Two years ago, I made myself a promise. I would no longer mourn what could have been with Nash Bishop. I wouldn’t continue to long for a man I’d never again see. I couldn’t live my life comparing any other guy I dated or even those who showed even a smidgen of interest to a boy who wanted nothing to do with me. Because that’s what Nash was the last time I saw him. A boy who broke my heart, just like everyone around me, warned me he would. Just like I’d refused to accept he did.

Though just because I wanted it didn’t mean I could make it happen. Because the man who walked into my bar looking like fucking sex and sin wrapped in a deliciously wicked package of leather and grit isn’t the boy who left me all those years ago. Nash Bishop is now a grown man, and a goddamn dangerous one.

And just like that, those damn butterflies I thought had been long dead and buried take flight.

Chapter Three

Bailey

The moment I saw Nash Bishop for the first time, I knew he was my forever. It didn’t matter that he thought of me as nothing more than a bratty little girl, the little sister of his best friend. I promised myself that day that he was going to be mine.
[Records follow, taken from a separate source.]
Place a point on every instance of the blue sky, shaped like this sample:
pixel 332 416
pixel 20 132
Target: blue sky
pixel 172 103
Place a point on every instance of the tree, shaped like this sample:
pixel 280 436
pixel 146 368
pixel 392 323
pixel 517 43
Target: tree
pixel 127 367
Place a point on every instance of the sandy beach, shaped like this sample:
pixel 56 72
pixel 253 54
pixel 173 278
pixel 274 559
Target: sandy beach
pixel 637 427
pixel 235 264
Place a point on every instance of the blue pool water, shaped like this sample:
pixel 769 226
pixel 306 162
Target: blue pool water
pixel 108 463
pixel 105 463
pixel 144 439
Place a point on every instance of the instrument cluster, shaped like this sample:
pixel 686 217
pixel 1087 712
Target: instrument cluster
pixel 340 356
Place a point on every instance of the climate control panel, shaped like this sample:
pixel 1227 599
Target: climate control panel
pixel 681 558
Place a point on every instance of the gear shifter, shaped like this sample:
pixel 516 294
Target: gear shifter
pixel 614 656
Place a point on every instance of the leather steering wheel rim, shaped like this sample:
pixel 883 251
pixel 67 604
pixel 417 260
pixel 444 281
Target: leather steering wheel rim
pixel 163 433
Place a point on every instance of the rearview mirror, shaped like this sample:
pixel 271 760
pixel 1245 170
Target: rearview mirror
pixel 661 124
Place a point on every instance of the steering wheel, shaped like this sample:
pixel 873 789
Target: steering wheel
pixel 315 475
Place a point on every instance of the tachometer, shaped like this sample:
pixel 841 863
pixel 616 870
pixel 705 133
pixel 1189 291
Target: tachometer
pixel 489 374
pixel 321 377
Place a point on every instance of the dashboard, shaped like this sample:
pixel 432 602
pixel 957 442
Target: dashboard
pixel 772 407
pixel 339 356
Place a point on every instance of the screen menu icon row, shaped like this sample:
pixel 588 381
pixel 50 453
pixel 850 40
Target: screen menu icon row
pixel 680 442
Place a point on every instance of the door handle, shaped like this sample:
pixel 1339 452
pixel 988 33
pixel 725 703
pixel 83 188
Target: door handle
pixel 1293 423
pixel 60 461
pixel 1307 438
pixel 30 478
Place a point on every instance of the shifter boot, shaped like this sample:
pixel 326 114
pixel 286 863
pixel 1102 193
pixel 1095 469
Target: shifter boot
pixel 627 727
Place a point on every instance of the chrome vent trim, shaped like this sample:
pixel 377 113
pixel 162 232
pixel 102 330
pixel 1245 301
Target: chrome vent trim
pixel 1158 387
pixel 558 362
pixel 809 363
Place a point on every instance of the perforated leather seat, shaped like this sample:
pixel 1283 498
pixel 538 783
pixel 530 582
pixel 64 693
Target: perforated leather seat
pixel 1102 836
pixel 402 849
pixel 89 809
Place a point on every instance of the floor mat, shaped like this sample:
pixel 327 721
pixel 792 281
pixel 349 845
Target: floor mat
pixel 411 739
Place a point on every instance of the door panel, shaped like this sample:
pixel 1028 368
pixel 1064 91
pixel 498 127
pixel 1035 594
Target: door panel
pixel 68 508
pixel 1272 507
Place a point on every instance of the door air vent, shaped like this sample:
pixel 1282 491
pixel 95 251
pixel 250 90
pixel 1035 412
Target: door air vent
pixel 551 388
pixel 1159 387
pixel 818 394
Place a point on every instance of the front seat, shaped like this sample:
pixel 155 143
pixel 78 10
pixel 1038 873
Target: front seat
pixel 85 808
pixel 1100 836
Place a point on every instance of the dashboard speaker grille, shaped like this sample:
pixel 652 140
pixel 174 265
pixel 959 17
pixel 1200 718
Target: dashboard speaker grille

Did I know it was going to nearly cost me everything to make this reckless dream a reality?No.Was it worth the hell he put me through?Absolutely.

I still remember it like it was yesterday. The sky was screaming, rain pouring down from dark clouds onto Crossroads like no one had seen in years. It had been all over the local networks. “The Storm of the Century” they were calling it. All it did was rile everyone up, causing grocery store shelves to become vacant and the townsfolk to run amuck around town like headless chickens.

But not my mama. No, Magnolia King was sitting on her floral upholstered recliner sofa, knitting my sister and I sweaters for the harsh winter that was about to come down upon North Carolina.